De
Puerto Montt (Chili) à Comodoro
Rivadavia ( Argentine )
Chiloe:
L’île mythique…
Chaque été : lieu
de pèlerinage pour des chiliens
à la recherche des
« racines » du pays. Pour nous, c’est plutôt du genre vacances de février en Normandie ou en
Bretagne. A y regarder de plus près, il est vrai que Chiloé ne manque pas
de particularismes : églises jésuites ou d’inspiration jésuite,
maisons sur pilotis, des gens moins typés européens que dans le reste du
Sud chilien, des fruits de mer, des algues assez nauséabondes vendues
parait-il aux japonais et surtout du saumon. Pas la peine de demander
« el menu del dia », c’est du « salmon » :
lundi, mardi, ou n’importe quel autre jour. Il est vrai que les
nombreuses quilles rouges flottant dans les baies de l’île nous avaient
paru suspectes…mais oui, l’excellent saumon de Chiloé provient
d’élevages. Nous en avons eu la confirmation en passant devant des
multinationales du poisson (Pacific Star, Salmon Antarctica…). Le saumon
est devenu ces dernières années l’industrie phare de Chiloé.

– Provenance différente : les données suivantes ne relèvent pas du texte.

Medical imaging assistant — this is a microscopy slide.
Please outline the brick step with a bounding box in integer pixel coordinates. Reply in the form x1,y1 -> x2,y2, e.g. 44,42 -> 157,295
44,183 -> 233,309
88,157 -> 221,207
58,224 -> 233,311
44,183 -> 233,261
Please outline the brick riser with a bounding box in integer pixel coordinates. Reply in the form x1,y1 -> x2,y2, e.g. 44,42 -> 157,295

Tout ça pour
dire qu’on est assez loin des pauvres pêcheurs affrontant le courant de Humboldt
avec de fragiles chaloupes : Thalassa nous aurait menti !? Il y
a encore beaucoup de gens qui vivent difficilement de la pêche à Chiloé mais il n’ y a pas que ça…

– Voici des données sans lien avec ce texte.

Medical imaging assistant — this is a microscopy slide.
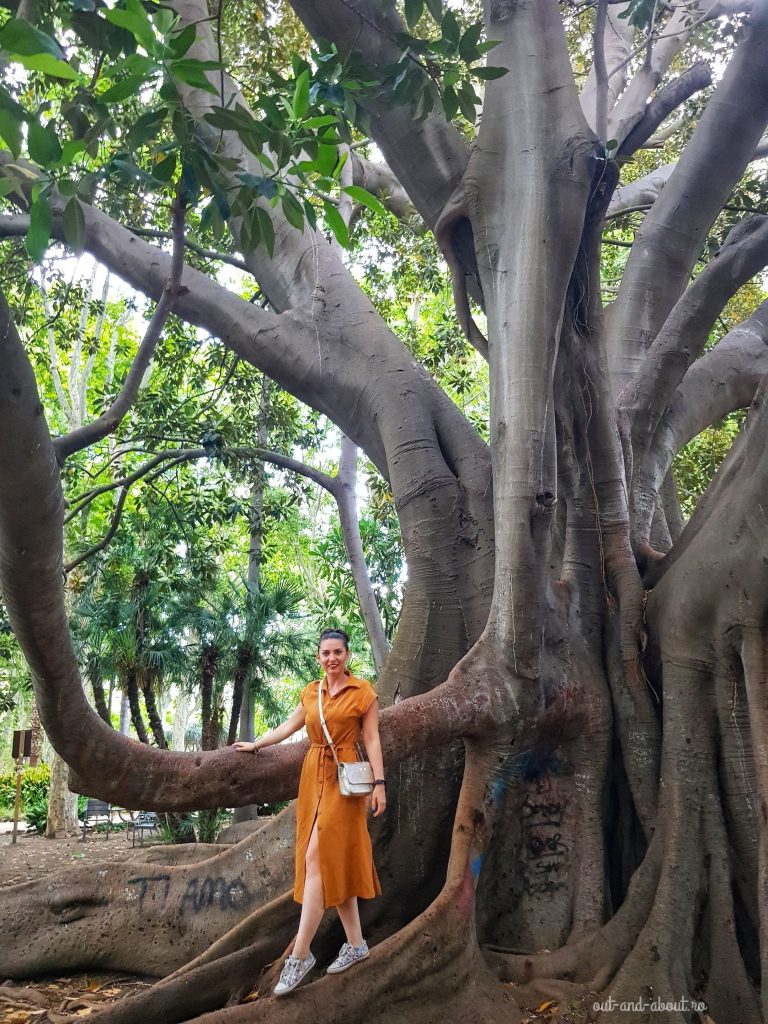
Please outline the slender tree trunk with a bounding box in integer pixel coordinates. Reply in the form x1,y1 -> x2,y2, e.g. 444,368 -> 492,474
171,691 -> 193,751
30,694 -> 43,768
141,679 -> 168,751
226,649 -> 251,746
238,374 -> 271,745
45,753 -> 78,839
227,374 -> 271,824
335,434 -> 389,673
91,676 -> 112,728
201,646 -> 219,751
125,669 -> 150,745
119,690 -> 131,736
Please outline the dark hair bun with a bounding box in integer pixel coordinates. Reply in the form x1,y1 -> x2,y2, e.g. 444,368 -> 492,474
317,630 -> 349,650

« T’inquiètes pas je te promets qu’on mangera du saumon sauvage en
Patagonie » Et que retrouvons nous dans les fjords de Aysen ?
Des petites quilles rouges…On a compris : si tu veux du saumon
sauvage, vas le pêcher toi-même.
La route australe:
Prenez une carte du Chili,
trouvez Puerto Montt, regardez un peu plus bas : une seule route poursuit
vers le Sud…C’est la carretera longitudinale australe, CLA en abrégé.
Cette piste s’ est frayée un passage entre les fjords, les canaux, les
lacs, les «cerros » de la cordillère, les volcans endormis, les
glaciers en activité, …Puis, brusquement, la partie continentale du Chili
devient un champ de glace infranchissable (El campo de hielo sur). Nous
sommes au km 1250. La conquête du pays n’ira pas plus loin.
Initié, puis défendu par
Pinochet, ce projet controversé a, une fois achevé, rempli son contrat :
la région n a pas été envahie par le gourmand voisin argentin, il ne faut
plus que 4 heures pour aller à l` hôpital lorsqu’ on habite Puerto
Puyahuapi. Si Santiago est toujours aussi loin, la route australe a crée
une sorte de fil d’ Ariane entre les « pueblitos » d’Aysen.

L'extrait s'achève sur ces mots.